Scientific classification
- Kingdom: Animalia
- Phylum: Chordata
- Class: Aves
- Order: Piciformes
- Genus: Nonnula
- Species: N. ruficapilla
- Binomial name: Nonnula ruficapilla (Tschudi, 1844)

= Rufous-capped nunlet =

- Genus: Nonnula
- Species: ruficapilla
- Authority: (Tschudi, 1844)
- Conservation status: LC

Species of bird

The rufous-capped nunlet (Nonnula ruficapilla) is a species of near-passerine bird in the family Bucconidae, the puffbirds, nunlets, and nunbirds. It is found in Bolivia, Brazil, and Peru.

==Taxonomy and systematics==

These four subspecies of rufous-capped nunlet are generally recognized:

- N. r. rufipectus Chapman (1928)
- N. r. ruficapilla Tschudi (1844)
- N. r. inundata Novaes (1991)
- N. r. nattereri Hellmayr (1921)

The grey-cheeked nunlet (N. frontalis) and brown nunlet (N. brunnea) have sometimes been suggested to be conspecific with the rufous-capped nunlet. Alternatively, one subspecies grey-capped nunlet, N. f. pallescens, has been suggested to instead be a subspecies of rufous-capped nunlet. The rufous-capped, grey-cheeked, and chestnut-headed (N. amaurocephala) nunlets form a superspecies.

==Description==

The rufous-capped nunlet is about 14 cm long and weighs 14 to 22 g. The nominate subspecies has a large rich chestnut crown. The rest of the face, its nape, and the sides of the breast are cold gray. The rest of the upperparts are plain dull brown with some reddish highlights.
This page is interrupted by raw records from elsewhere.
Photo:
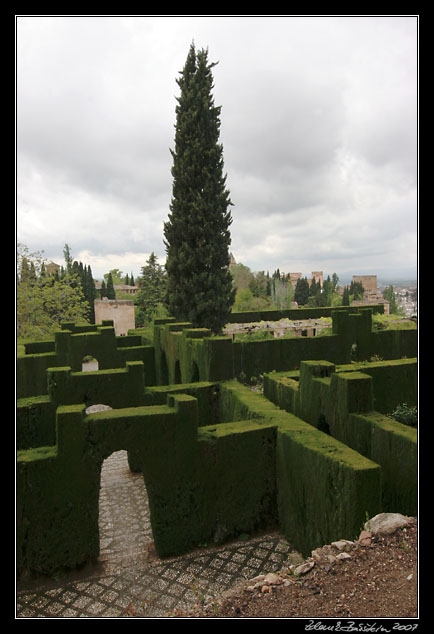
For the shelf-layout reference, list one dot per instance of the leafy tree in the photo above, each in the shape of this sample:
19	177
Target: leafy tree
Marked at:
43	302
356	290
197	236
116	274
258	284
152	290
241	275
346	297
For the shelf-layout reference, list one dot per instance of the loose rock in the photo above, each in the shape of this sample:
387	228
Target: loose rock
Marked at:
386	523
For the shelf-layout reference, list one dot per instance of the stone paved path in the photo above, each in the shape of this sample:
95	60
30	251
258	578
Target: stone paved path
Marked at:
129	579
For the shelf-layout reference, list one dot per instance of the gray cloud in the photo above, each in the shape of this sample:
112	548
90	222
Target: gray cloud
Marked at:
318	126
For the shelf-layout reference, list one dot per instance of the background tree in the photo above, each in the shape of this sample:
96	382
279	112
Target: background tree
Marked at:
43	302
110	289
152	291
346	297
197	236
281	291
389	295
301	294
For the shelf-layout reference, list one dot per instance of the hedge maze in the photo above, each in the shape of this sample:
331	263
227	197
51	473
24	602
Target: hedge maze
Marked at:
314	454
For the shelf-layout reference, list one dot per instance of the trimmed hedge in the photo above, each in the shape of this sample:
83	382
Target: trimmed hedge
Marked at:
342	402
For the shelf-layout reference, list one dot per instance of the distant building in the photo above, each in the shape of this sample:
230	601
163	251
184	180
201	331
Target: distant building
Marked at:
121	311
120	288
371	294
316	275
52	268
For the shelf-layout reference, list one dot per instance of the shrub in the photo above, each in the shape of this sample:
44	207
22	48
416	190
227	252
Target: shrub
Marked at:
405	414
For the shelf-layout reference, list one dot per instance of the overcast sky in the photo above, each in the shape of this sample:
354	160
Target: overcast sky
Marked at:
318	126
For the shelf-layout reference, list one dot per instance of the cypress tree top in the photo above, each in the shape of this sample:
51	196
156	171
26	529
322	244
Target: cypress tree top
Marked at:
197	236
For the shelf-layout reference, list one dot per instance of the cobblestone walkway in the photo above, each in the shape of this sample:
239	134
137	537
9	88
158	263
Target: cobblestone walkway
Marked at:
129	579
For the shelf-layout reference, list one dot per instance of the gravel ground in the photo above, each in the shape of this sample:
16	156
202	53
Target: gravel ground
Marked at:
375	578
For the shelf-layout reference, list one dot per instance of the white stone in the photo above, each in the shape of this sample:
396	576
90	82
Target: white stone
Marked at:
386	523
304	568
341	544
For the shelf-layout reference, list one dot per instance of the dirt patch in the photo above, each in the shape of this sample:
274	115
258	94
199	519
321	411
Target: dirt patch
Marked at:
375	577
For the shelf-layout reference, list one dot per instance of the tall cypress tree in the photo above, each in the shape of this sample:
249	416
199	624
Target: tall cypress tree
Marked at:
197	236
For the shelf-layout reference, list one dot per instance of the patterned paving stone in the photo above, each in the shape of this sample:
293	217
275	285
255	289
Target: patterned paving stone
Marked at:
130	580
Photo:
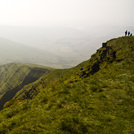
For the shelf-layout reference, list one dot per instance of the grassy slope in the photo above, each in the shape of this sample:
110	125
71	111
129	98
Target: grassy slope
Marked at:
14	76
94	97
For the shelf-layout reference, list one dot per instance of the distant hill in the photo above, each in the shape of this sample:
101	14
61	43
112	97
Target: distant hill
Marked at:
60	46
11	51
14	76
94	97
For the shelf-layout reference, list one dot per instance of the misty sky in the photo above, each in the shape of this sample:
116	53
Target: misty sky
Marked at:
66	12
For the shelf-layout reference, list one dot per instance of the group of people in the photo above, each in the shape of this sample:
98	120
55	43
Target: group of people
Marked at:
128	33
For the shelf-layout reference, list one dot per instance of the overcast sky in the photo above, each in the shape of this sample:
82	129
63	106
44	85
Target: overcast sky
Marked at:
60	12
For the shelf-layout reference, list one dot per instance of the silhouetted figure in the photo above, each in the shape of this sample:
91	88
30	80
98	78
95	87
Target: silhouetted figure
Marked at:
126	33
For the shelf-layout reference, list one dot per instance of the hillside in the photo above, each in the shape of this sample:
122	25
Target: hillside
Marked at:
16	75
94	97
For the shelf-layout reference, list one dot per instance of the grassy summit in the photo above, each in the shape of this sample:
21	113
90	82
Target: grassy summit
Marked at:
97	96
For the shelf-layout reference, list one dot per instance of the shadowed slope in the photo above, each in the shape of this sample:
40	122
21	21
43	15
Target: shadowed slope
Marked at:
94	97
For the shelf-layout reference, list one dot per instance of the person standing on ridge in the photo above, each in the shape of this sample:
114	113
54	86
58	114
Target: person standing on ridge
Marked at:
126	33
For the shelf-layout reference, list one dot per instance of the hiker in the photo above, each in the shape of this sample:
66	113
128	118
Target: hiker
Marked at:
126	33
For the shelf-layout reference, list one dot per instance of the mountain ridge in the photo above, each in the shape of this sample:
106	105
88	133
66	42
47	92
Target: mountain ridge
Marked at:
96	96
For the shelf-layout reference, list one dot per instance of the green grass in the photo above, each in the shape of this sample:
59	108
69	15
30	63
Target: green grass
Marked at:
14	76
95	97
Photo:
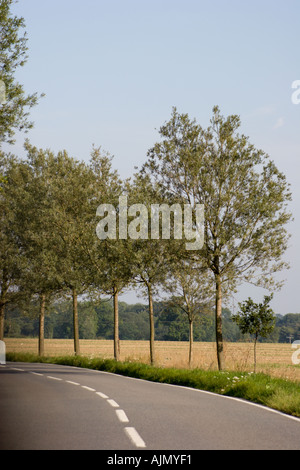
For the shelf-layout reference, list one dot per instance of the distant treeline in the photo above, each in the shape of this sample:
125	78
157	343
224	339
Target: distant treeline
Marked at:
96	322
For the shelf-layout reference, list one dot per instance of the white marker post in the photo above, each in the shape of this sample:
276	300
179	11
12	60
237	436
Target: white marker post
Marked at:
2	353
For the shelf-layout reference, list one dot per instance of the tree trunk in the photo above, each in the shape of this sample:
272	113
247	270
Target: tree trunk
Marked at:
255	341
191	342
116	325
75	324
218	313
2	315
151	320
42	325
3	299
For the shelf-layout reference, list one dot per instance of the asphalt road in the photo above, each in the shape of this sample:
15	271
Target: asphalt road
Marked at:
51	407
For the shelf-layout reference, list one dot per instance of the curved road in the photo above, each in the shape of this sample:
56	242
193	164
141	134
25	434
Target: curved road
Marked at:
46	406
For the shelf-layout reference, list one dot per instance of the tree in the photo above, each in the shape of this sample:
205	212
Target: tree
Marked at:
150	257
14	109
191	291
244	196
11	260
108	254
255	319
29	200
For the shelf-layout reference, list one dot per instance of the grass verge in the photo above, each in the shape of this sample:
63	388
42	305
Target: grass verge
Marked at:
279	394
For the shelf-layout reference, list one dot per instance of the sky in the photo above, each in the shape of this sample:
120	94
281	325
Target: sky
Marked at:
112	70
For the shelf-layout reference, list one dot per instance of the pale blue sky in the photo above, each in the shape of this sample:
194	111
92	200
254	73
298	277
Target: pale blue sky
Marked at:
113	69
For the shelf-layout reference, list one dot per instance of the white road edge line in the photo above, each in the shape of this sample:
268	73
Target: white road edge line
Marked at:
122	416
135	437
113	403
102	395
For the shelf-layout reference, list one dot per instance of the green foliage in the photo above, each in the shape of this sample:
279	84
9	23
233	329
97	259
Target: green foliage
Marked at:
255	319
14	112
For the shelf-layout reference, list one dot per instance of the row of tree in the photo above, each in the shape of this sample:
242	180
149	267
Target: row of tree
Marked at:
50	212
96	322
49	209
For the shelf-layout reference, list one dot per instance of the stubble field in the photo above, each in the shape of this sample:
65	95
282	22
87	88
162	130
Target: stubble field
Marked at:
274	359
The chin and breast are reddish orange, the flanks a paler rufous, and the central underparts whitish. The bill is mostly silvery blue, the eye brown with a bare reddish ring around it, and the feet dark brownish gray. N. r. rufipectus has a darker cap and brighter breast than the nominate, N. r. nattereri a darker cap and duller breast, and N. r. inundata is darker and duller than nattereri.
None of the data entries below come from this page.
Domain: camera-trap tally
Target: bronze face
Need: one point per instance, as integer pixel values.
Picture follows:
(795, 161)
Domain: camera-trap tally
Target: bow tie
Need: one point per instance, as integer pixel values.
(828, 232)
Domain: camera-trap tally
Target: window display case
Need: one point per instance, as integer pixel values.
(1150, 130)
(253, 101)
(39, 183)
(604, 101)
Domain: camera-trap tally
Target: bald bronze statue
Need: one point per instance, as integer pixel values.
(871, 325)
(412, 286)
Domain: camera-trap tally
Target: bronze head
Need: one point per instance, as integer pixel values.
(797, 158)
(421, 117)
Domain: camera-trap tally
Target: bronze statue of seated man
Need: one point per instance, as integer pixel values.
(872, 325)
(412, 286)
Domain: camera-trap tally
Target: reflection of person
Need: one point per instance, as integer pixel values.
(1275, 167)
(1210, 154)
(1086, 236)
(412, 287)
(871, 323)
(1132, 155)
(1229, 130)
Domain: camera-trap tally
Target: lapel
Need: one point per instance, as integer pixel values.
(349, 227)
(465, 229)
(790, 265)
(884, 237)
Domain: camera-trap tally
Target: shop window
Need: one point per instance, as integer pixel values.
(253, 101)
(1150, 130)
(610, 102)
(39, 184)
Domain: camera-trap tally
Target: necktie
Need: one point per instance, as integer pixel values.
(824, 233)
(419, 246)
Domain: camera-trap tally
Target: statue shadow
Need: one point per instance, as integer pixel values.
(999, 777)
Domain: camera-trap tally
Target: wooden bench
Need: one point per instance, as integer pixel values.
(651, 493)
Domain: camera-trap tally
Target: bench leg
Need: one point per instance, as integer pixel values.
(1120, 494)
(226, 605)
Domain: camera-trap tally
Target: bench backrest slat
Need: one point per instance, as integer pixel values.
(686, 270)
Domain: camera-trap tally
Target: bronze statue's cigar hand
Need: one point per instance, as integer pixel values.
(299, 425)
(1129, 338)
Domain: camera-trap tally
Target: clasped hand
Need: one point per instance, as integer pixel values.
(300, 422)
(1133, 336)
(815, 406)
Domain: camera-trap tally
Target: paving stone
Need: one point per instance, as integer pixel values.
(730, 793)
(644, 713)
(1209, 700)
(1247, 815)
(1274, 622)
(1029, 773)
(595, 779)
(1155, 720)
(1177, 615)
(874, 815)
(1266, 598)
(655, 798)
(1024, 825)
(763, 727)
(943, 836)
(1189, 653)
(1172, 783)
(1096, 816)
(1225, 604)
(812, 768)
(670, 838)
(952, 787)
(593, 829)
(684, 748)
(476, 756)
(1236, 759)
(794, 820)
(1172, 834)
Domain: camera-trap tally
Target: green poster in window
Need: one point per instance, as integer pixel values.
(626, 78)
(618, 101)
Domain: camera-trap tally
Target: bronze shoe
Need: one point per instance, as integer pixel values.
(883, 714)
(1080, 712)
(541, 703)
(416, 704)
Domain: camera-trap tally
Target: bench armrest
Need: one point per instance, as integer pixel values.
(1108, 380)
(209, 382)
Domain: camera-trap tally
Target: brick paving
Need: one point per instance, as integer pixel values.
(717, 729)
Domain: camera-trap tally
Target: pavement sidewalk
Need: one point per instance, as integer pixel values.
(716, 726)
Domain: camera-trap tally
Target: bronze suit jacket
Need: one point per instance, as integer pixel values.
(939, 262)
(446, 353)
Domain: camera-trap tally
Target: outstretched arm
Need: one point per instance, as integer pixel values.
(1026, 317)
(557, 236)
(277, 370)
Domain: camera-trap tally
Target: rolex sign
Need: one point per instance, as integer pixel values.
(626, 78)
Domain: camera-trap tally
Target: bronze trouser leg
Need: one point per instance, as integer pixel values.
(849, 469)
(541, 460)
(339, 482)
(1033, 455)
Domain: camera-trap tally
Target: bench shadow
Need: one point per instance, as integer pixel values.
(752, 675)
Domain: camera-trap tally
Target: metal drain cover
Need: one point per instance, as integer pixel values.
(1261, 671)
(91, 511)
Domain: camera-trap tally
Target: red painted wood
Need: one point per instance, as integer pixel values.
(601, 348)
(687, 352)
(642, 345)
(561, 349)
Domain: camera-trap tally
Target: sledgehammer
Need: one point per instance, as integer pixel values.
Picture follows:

==Distribution and habitat==

The subspecies of rufous-capped nunlet are distributed thus:

- N. r. rufipectus, northeastern Peru
- N. r. ruficapilla, eastern Peru and western Brazil south of the Amazon River
- N. r. inundata, along the Tocantins River in eastern Pará, Brazil
- N. r. nattereri, northern Bolivia and Brazil's Mato Grosso and western Pará states

The species inhabits the undergrowth and subcanopy of a variety of landscapes, including terra firme, secondary, and transitional forest; forest along rivers and streams, and igapó. It most often associates with bamboo, especially thickets along river edges, but not exclusively. In hilly forested country it is often found along streams.

==Behavior==
===Feeding===

Specimens of rufous-capped nunlet had insect remains in their stomachs. No other information about its diet or feeding behavior has been published.

===Breeding===

Nothing is known about the rufous-capped nunlet's breeding phenology.

===Vocalization===

The rufous-capped nunlet's song is a "long series (13–30 notes) of sharp, clear, short, upward-inflected whistles, 'fwick!-fwick!'...the series slightly softer and lower in pitch near beginning and end."

==Status==

The IUCN has assessed the rufous-capped nunlet as being of Least Concern. Though it has a very large range, its population is unknown and believed to be decreasing. It is fairly common in Brazil, less so in Peru, and uncommon to rare in Bolivia.